Which isn’t to say Russell is the whole show. (With its double timeline, each with a complement of flashbacks, there’s a lot of show to go around and characters to fill it.) Sawai as Cate and Yamamoto as Keiko, who are doubles in impulsiveness, resolve and dignity, hold the screen with equal power; Clemons’ May, with her wounded bravado, is quite moving. Wyatt Russell, so great and different in “Lodge 49,” does a fine job of playing his father’s character before he became that character. But the series is cast well from top to bottom, with Joe Tippett and Elisa Lasowski also notable as Monarch operatives.

As to the series’ other big star — largely unseen, yet always present — unlike, say, three-headed Ghidorah, there is something sort of cuddly about Godzilla, with its pear-shaped body and little head; even its roar might remind you of a household pet. (Cate will have a moment of connection.) Monsters without intelligence are boring — you can keep your zombies — and, as all right-thinking people believe, Godzilla, despite the immense collateral damage it causes, is one of the good guys.
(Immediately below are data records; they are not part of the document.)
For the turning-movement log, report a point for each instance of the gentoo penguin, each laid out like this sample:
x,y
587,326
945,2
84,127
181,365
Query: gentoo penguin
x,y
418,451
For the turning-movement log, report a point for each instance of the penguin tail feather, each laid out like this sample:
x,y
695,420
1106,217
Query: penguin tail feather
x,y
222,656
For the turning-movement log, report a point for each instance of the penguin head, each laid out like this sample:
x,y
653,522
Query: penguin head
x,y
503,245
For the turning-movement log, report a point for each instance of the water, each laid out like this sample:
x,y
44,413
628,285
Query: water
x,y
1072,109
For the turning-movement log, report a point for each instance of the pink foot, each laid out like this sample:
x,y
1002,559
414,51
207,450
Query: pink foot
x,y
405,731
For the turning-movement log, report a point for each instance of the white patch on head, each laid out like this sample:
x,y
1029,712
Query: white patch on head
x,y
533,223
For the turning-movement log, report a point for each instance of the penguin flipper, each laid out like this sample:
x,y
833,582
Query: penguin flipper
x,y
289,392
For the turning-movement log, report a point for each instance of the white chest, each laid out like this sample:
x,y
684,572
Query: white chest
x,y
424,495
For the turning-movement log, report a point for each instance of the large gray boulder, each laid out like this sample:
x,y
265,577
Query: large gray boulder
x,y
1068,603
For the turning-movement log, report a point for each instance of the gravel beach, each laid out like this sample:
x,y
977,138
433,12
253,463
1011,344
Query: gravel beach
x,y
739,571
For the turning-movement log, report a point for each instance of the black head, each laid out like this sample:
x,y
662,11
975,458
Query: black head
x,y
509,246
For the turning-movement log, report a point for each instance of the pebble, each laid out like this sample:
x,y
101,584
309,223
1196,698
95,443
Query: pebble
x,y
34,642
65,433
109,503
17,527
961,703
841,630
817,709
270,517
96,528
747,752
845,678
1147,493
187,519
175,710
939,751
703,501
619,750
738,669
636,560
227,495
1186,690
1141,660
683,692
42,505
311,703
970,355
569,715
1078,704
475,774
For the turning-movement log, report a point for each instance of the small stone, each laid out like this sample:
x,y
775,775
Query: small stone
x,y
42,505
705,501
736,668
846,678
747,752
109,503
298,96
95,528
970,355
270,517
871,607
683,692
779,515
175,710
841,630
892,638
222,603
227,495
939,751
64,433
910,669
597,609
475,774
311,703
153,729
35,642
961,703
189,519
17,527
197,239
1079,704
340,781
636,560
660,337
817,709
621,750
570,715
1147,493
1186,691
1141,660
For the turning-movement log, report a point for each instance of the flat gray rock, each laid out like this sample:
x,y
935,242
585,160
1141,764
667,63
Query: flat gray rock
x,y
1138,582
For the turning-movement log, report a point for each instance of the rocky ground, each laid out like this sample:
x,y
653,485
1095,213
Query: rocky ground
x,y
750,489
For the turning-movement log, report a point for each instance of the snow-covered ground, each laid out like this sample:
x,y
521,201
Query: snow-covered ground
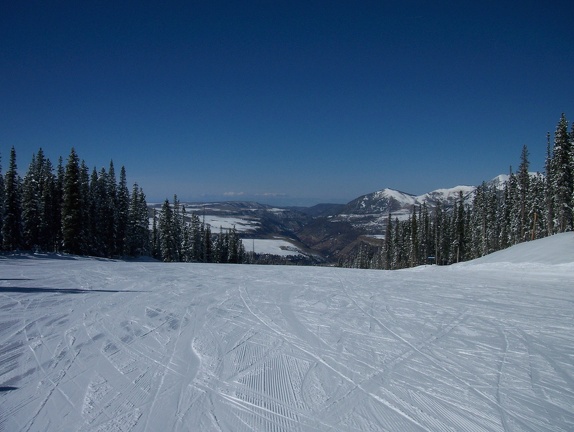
x,y
96,345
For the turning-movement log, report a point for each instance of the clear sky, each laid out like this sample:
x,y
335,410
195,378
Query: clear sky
x,y
286,101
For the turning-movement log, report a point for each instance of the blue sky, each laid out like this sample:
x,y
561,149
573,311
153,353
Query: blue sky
x,y
287,102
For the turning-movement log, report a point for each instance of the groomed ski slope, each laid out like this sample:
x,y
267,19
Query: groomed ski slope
x,y
96,345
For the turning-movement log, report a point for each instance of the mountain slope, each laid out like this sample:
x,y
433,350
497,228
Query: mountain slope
x,y
104,345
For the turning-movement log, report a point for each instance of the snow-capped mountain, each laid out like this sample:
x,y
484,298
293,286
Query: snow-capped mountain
x,y
391,200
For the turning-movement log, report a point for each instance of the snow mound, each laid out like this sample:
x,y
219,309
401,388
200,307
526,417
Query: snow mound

While it wouldn’t surprise me to see the series finish with the sort of battle royal that forms the climax of most every monster movie, superhero flick, fantasy film or space opera in the last 20 or 30 years, big scary CGI creatures appear only occasionally in the eight episodes, out of 10, available for review. That will spell disappointment for some, but it allows lots of time for the human stories — the sought-for father, the lost loves, the emerging bonds — that make “Monarch” engaging. Where the big-screen American films can be a noisy, dark slog, the dramatic equivalent of a giant lumbering dinosaur, “Monarch” stays fleet, and fun.